The object of the game is to take a stroll underneath the night sky, experiencing events that are triggered as you pass by. You can press B to walk or A to run and that's it. Only one finger is needed for the entire game, proving that this is about as relaxing as a video game will ever be and also meaning that those chocolates you just grabbed will be even easier to cram into your waiting mouth. As your character walks through the environment you need to listen out for a piece of music that sometimes begins to play. This means that an event might be about to happen and by standing still on the spot where you can hear the music you'll be able to initiate it. After the event plays out you are free to continue on your journey, listening out for the next piece of music.
There are 18 events to experience in total, although it is impossible to see every event in a single playthrough. As you reach the end of a playthrough a painting appears, indicating which events you saw on this particular journey, which ones you've seen before and which ones you're still yet to see, encouraging you to jump back in and try to do things differently in order to unlock something new. This is easily the best part of the game - or 'experience'. As you walk through the scenery over and over again you start to get a little more creative with your thinking and one by one you begin to discover all of the events until there are so few left that there is no way you can give up.

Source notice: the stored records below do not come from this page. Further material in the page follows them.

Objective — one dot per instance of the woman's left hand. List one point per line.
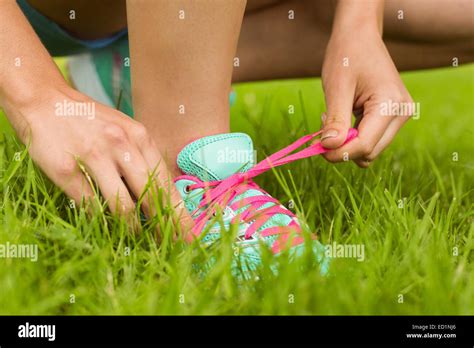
(360, 77)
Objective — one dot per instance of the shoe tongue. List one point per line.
(217, 157)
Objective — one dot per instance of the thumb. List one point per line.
(337, 120)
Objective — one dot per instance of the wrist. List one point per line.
(364, 17)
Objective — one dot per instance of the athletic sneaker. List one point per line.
(217, 180)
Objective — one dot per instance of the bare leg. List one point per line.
(182, 56)
(273, 46)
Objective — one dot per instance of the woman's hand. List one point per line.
(360, 77)
(65, 126)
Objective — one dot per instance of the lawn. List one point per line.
(412, 211)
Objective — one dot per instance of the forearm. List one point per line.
(354, 15)
(27, 71)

Walking through the world in which your character resides is charming at first. The game adopts that 'dark silhouette but with the odd, bright flash of colour' art style that seems to be getting increasingly popular these days and for good reason - it works really well. The land itself feels mystical, as if anything could happen and it's easy to get strangely attached to the nameless, mute, silhouetted characters that walk from left to right. It's a shame then that the magic is lost after a few playthroughs. The entire world is usually traversed in around five minutes and although there are a couple of alternate paths to choose from, you will be seeing the same scenery every single time you jump back in. Suddenly the feeling of "oh, this bridge looks like it could hold some awesome secrets" turns into "let's run over that bridge as quickly as possible because it definitely doesn't do anything".
Depending on how quickly you can work out what causes events to appear, the entire game can be seen in one to two hours, which is both a good and a bad thing. Good because you wouldn't want to be walking along the same path over and over again for much longer than that, but bad because ultimately if you're buying a game you want to get as much content for your money as possible. It's strange for a game to leave you wanting more, yet also leave you with the feeling of relief that it's over.
How much you enjoy this game really depends on the sort of person you are and what you take away from it. If you go into it expecting some platforming action and a storyline you're going to be disappointed. However, if you go into it with an open mind, full of imagination, you'll find a world where you can write the story for yourself and try to discover the meaning of the events in your thoughts. Perfect for some players, but the exact opposite for others. Irrespective of your outlook, it's hard to shake the impression that there simply isn't enough content here to justify the purchase, unless of course you're really keen to play a game which puts you in the mood for a deep sleep.